Reputation: 1088
I keep getting an error about a rule not having the same wildcards in its output rules and I can't figure out what the source of the error might be:
SyntaxError:
Not all output, log and benchmark files of rule bcftools_filter contain the same wildcards. This is crucial though, in order to avoid that two or more jobs write to the same file.
...
rule merge_YRI_GTEx:
input:
kg=expand("kg_vcf/1kg_yri_chr{q}.vcf.gz", q=range(1,23)),
gtex=expand("gtex_vcf/gtex_chr{v}.snps.recode.vcf.gz", v=range(1, 23))
output:
"merged/merged_chr{i}.vcf.gz"
shell:
"bcftools merge \
-0 \
-O z \
-o {output} \
{input.kg} \
{input.gtex}"
rule bcftools_filter:
input:
expand("merged/merged_chr{i}.vcf.gz", i=range(1,23))
output:
filt="filtered_vcf/merged_filtered_chr{i}.vcf.gz",
chk=touch(".bcftools_filter.chkpnt")
threads:
4
shell:
"bcftools filter \
--include 'AN=1890 && AC > 0' \
--threads {threads} \
-O z \
-o {output.filt} \
{input}"
...
rule list_merged_filtered_vcfs:
input:
".bcftools_filter.chkpnt"
output:
"processed_vcf_list.txt"
shell:
"for i in {{1..22}}; do \ "
"echo \"{config[sprime_dir]}/filtered_vcf/merged_filtered_chr${{i}}.vcf.gz\" >> \
{output}; done"
The specific line it's complaining about is the one that's just "bcftools filter \
which is even more dumbfounding to me. I've tried giving names to the input wildcard and even scrutinizing the rule which calls bcftools_filter
's output
as well as the rule which produces bcftools_filter
's input
to no avail. Not sure what is giving me this error.
Upvotes: 1
Views: 507
Reputation: 9062
I think the error comes from chk=touch(".bcftools_filter.chkpnt")
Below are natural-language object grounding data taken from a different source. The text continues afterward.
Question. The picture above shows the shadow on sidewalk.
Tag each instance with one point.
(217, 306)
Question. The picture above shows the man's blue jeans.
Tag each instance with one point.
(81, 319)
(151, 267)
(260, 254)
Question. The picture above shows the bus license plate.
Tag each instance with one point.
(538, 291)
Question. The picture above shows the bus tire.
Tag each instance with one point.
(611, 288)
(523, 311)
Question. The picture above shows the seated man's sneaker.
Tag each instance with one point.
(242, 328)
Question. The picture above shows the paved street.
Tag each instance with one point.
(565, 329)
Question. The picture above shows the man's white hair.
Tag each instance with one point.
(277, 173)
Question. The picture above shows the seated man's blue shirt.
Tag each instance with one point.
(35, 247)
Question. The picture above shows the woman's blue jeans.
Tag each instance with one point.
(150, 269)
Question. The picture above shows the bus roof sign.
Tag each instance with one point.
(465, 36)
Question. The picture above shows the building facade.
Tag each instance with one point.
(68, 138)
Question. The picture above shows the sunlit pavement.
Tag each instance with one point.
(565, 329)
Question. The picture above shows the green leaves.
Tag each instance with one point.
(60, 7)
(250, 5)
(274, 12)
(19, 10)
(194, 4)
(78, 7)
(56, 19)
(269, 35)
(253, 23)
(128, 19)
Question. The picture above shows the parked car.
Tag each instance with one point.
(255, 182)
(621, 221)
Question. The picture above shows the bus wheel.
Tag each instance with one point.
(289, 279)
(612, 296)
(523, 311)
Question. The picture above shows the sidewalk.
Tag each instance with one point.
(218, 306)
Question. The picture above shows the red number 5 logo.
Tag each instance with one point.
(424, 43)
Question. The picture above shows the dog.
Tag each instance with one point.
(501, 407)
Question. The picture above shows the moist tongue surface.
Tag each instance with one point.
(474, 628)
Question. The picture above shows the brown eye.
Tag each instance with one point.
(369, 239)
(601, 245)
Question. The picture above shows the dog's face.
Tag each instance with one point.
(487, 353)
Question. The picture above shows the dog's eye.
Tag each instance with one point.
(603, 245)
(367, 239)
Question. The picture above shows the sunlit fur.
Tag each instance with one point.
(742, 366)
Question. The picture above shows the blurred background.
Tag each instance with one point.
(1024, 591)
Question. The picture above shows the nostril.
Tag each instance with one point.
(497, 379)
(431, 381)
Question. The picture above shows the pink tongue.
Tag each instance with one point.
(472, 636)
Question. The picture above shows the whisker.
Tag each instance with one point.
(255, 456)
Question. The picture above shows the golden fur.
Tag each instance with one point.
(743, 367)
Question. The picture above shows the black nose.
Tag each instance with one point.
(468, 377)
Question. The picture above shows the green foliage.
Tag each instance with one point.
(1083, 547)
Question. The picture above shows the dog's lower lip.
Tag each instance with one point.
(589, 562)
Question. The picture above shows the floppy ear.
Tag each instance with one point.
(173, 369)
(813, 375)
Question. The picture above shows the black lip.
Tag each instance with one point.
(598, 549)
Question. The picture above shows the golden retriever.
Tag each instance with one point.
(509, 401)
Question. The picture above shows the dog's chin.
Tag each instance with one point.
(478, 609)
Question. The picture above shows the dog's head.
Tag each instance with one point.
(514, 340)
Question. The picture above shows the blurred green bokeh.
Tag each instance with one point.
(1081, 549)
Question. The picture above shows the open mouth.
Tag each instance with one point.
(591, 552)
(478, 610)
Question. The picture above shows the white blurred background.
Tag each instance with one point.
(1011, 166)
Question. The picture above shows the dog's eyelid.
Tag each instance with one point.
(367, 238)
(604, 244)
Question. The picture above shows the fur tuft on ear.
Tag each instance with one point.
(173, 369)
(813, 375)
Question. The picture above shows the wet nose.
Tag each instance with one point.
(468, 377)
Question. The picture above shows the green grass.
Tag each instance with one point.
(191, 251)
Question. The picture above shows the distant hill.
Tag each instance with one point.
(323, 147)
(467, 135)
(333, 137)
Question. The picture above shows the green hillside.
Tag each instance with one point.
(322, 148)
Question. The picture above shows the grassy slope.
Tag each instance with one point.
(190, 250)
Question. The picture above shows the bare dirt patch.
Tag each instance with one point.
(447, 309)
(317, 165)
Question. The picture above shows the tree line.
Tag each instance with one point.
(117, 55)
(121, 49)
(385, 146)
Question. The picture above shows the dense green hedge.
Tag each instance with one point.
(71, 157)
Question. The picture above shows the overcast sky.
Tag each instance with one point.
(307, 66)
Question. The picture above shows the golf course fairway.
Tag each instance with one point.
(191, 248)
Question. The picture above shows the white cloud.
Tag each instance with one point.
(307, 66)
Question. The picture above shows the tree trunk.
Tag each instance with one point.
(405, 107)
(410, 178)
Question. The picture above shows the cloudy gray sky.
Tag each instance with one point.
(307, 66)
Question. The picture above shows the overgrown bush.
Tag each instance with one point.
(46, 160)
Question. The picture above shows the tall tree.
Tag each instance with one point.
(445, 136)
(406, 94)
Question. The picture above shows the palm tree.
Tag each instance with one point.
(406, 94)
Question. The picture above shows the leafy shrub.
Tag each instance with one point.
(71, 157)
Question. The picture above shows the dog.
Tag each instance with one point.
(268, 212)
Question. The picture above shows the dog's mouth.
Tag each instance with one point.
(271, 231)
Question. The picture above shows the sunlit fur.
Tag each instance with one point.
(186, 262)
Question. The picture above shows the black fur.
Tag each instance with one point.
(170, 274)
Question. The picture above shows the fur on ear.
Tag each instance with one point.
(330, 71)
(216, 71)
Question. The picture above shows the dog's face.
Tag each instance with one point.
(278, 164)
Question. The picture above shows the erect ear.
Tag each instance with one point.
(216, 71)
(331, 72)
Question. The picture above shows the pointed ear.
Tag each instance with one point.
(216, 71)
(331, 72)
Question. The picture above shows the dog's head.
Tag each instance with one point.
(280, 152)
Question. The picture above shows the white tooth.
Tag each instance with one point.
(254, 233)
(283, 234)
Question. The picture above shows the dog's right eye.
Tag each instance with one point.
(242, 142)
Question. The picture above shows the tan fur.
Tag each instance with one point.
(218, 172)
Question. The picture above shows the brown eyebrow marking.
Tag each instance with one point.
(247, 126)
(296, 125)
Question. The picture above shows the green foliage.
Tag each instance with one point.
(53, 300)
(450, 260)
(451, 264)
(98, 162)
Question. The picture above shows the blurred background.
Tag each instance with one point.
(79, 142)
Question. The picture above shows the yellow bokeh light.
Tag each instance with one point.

not containing the wildcard {i}
.
Apart from that, I'm not sure you rule is very sensible. You are passing to bcftools filter
a list of input files (from expand(...)
) but I don't think bcftools filter accept more than one input file. Also, your rule will create output files filtered_vcf/merged_filtered_chr{i}.vcf.gz
(one for each value of i) using the same list of input files. Are you sure you want expand("merged/merged_chr{i}.vcf.gz", i=range(1,23))
instead of just "merged/merged_chr{i}.vcf.gz"
, with values for i given somewhere upstream?
Upvotes: 2